Unermüdlich suchen Lemmon und Spacek Gefängnisse, Krankenhäuser, Flüchtlingslager und alle Einrichtungen, in denen sich Shea befinden könnte, ab. Dabei bekommen sie tiefe Einblicke in die schlimmen Zustände, die im Land herrschen (wobei unterstellt wird, daß das Leben in Chile unter dem linken Präsidenten Allende wunderbar war). Ein Freund, der angeblich das Land verlassen hatte, taucht als Leiche auf. Eine US-Journalistin bringt Lemmon und Spacek schließlich mit einem Gewährsmann zusammen, der miterlebt hat, daß Shea wegen seiner Aufzeichnungen, die die USA als Pinochet-Helfer enttarnten, hingerichtet worden ist. Er fügt hinzu, die Chilenen hätten das nicht gewagt, wenn nicht die USA ihr Okay dazu gegeben hätten. Wir sehen, wie sich Lemmon im Verlauf der Suche verändert. Insbesondere verbessert sich sein Verhältnis zu seiner Schwiegertochter deutlich.

Der Botschafter bittet Lemmon und Spacek noch einmal zu sich, um ihnen eine gute Nachricht zu verkünden: Er habe nun erfahren, daß Shea in die USA zurückgekehrt sei und bald mit seiner Frau und seinem Vater Kontakt aufnehmen werde. Lemmon bedeutet ihm, er wisse inzwischen, was aus seinem Sohn geworden ist, worauf der Botschafter plötzlich umschwenkt und sagt, es gehe um amerikanische Interessen, um den american way of life; deshalb seien die USA in Chile engagiert. „Wenn es sich nicht zufällig um Ihren Sohn handeln würde, würden Sie doch satt und selbstzufrieden in Ihrem Sessel sitzen“, fügt er hinzu. Dem Film liegt ein realer Fall zugrunde, und am Ende wird noch mitgeteilt, die Leiche des Sohnes sei erst Monate später in die USA überführt worden, so daß eine genaue Autopsie und die Rekonstruktion, wie er umgekommen ist, nicht mehr möglich war. Der Vater habe die US-Regierung und speziell Außenminister Henry Kissinger verklagt, weil sie die Ermordnung eines amerikanischen Staatsbürgers zugelassen hätten – erfolglos.

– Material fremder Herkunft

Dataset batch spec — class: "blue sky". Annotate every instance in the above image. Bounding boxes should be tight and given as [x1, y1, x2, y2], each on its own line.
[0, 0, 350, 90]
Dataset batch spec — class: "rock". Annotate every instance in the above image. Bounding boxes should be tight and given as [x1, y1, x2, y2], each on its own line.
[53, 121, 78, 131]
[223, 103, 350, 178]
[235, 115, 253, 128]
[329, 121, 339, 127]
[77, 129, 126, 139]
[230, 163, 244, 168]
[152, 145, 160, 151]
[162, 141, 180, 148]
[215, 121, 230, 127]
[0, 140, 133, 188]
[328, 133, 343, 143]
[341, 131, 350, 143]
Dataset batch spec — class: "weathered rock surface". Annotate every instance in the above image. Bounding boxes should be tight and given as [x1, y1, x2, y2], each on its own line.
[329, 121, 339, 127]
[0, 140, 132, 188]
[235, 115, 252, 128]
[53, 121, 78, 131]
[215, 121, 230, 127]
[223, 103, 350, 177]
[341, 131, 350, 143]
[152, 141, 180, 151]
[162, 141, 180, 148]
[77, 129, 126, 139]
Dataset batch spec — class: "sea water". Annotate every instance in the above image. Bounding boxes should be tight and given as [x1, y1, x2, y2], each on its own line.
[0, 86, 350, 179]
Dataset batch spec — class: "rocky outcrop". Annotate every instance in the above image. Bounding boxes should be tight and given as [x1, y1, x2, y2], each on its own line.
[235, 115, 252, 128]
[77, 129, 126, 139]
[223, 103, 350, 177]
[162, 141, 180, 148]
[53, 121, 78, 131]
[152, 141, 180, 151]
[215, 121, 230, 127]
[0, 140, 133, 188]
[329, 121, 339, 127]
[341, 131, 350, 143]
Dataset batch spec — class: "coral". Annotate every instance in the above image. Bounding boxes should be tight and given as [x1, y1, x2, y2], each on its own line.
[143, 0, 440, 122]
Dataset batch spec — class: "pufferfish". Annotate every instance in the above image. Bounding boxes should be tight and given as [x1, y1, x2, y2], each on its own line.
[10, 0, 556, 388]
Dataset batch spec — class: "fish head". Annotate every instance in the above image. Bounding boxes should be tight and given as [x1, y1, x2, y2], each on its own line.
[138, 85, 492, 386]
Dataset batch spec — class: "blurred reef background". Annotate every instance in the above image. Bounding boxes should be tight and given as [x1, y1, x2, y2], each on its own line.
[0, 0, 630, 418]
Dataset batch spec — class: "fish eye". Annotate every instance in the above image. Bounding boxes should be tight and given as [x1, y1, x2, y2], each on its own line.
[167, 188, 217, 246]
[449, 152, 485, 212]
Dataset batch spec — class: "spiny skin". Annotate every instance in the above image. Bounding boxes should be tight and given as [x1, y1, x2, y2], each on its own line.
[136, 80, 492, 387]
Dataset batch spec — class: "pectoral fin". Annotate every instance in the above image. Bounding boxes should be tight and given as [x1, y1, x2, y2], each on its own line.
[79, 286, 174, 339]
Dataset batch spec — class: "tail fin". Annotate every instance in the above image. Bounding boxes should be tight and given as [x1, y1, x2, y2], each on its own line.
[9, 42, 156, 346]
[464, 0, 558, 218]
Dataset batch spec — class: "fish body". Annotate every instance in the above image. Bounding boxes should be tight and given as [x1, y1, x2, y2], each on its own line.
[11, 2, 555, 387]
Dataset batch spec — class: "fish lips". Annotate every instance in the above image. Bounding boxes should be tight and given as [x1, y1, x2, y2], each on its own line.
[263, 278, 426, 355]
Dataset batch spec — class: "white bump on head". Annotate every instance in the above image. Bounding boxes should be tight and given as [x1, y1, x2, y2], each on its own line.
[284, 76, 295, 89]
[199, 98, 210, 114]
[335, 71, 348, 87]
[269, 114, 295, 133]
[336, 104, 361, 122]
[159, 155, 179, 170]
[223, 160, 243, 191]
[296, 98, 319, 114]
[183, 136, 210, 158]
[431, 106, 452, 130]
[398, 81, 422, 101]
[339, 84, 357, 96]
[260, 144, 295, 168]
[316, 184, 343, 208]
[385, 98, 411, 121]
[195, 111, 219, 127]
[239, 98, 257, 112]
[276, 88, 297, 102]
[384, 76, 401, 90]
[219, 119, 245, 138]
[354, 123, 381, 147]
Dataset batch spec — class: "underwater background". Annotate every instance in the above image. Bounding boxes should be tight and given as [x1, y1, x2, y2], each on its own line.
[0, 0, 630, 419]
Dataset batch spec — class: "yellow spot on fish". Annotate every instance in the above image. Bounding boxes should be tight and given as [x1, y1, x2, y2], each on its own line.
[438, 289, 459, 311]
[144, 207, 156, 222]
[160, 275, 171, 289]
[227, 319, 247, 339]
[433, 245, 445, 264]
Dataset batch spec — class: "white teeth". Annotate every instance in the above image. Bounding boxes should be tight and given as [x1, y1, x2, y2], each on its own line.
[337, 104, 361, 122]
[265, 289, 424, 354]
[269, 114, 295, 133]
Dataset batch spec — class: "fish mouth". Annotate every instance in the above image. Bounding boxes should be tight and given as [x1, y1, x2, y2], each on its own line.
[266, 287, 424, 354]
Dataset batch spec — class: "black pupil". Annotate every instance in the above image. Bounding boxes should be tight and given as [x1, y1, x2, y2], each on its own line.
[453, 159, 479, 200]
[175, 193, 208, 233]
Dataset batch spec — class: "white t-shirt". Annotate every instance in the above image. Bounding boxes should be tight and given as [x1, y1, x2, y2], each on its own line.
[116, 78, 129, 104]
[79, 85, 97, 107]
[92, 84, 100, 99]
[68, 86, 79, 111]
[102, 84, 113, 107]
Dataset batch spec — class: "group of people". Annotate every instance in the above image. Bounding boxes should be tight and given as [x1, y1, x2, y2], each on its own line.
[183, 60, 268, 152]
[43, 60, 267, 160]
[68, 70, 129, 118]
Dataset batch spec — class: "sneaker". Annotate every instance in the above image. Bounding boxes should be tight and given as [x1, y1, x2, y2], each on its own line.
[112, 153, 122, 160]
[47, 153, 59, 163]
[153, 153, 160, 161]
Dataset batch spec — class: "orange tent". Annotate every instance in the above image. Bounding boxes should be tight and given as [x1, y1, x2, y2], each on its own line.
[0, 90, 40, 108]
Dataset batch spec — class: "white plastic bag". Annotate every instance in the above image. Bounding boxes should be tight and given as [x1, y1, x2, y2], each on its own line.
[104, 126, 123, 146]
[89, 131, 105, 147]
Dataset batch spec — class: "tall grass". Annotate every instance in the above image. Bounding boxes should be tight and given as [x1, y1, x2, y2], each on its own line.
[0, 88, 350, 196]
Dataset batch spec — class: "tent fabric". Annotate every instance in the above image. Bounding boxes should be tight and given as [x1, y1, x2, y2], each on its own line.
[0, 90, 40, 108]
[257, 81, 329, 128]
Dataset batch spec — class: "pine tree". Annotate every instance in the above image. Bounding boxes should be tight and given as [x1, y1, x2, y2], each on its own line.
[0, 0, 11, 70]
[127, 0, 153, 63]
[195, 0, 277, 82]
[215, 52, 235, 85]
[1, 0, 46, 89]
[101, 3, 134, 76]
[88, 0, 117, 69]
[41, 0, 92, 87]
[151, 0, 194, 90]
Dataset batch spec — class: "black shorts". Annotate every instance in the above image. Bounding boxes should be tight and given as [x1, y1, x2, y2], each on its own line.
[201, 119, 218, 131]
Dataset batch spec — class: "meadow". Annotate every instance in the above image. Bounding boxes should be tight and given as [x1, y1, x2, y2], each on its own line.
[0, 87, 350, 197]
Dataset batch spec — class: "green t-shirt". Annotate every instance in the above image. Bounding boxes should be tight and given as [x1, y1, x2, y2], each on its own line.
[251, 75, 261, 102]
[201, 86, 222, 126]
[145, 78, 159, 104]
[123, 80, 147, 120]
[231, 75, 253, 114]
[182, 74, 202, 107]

Wer sich mit dem Vietnamkrieg befaßt hat, hätte schon während des Films darauf kommen können, wie er vermutlich ausgehen wird. Dafür war ich aber zu jung. Der Film wurde übrigens von Universal produziert – also die USA hatten mit der Story offensichtlich auch kein Problem mehr. Aber die Leistung von Lemmon und auch von Spacek ist beachtlich, und rein formal ist das Drehbuch sehr geschickt strukturiert. Man bekommt durch den Ablauf der Ereignisse einen immer besseren Einblick in die Probleme von Chile (wobei das natürlich ein Spielfilm und keine echte Dokumentation ist). Mich packte der Film auch bei meinem moralischen Gewissen, und das gelingt ihm mit Abstrichen auch noch, wenn ich ihn mal wieder sehe.